I could go on and on about this all day, but only those really interested in sacramental theology would want to reflect on this. It isn’t exactly fodder for a homily.
Maybe an example is in order…
You come to worship. You feel haggard. It’s been a long week. The boss has been a pain in the you know what. You’ve been fighting with your spouse. The kids are teenagers, which means that they know everything. The car needs a brake job. The neighbor insists on letting his dog out late at night and all he does is bark, and bark, and bark.
You wake up on Sunday morning and wonder, “Do I sleep in, or do I go to church?” You drag yourself out of bed, pour a cup of coffee, and crack open your Bible or read a devotional. Something about what you read strikes you. Maybe it is a passage such as Matthew 28:20 — the last verse of that Gospel: “And remember: I will be with you always, even until the end of the age.” That gets your brain spinning: “He will be with me always? How? Where? When?” So, you decide to go to church and see if there are answers to your questions.

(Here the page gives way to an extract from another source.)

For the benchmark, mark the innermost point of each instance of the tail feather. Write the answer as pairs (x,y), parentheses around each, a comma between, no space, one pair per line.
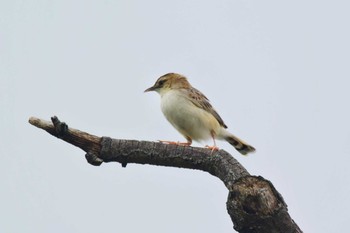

You jump in the shower, you get dressed, and you go to church. You greet the people there. Some of them you know. Some of them you don’t. If you’re lucky, the preacher will look like a young Paul Newman or Robert Redford. (Cough.) Prayers are shared. Hymns are sung. An offering is taken. And then, you are invited forward to receive the bread and cup of Holy Communion. You do so — as does the rest of the congregation. There is something deliberate and meaningful about this many people coming forward to the same table to receive the same thing. It is solemn. It is sacred. You return to your pew holding the bread and up and, when instructed, you eat and drink with everyone else. Or maybe it is a church where you take a piece of bread and dip it into a chalice and receive it then.
It is then that it hits you. This is no ordinary meal. It is hardly a meal, the way we understand the term. No one would call a small square of bread and a thimble-sized cup a meal. The meal is highly symbolic, but what it achieves is real — quite real. As you look around the sanctuary and see everyone reverently doing the same thing, you realize that there is a unifying aspect to all of this. After all, the words “communion” and “community” share the same root word. There is something unifying about this sacrament. It knits the congregation together in ways that nothing else does or can. It creates an indissoluble bond. As I have written about and stated many times before, it is no accident that the Apostle Paul refers to the “bread” of the Lord’s Supper as “the body of Christ” in 1 Corinthians 11 and then, in the very next chapter, uses the same phrase (“the body of Christ”) to refer to the Church. In other words, the Church becomes the body of Christ more fully by partaking in the body of Christ. It is about identity, yes. It is also about presence: Jesus is present at this meal.
He is at the table welcoming you. He is at the font pouring his Holy Spirit out upon Francis and the congregation that promises to offer him their love, support, and care as he lives and grows in Christ. His is revealed in the Word read and proclaimed. Jesus is present with us beyond the mere physical. He is the spiritual nephesh that knits us together as a people. Nephesh is a word that appears in the Old Testament that literally means “the breath of life.”
Jesus offered that life on the cross, and, when he rose from the dead, he offered that life to us all as when the resurrected Christ breathed on the disciples and said (in the passage we read today), “Receive the Holy Spirit.” Many think this is akin to him saying (at the end of Matthew), “And remember: I will be with you always, even until the end of the age.”
He is. He is with us. And he always will be, even to the end of the age. Amen.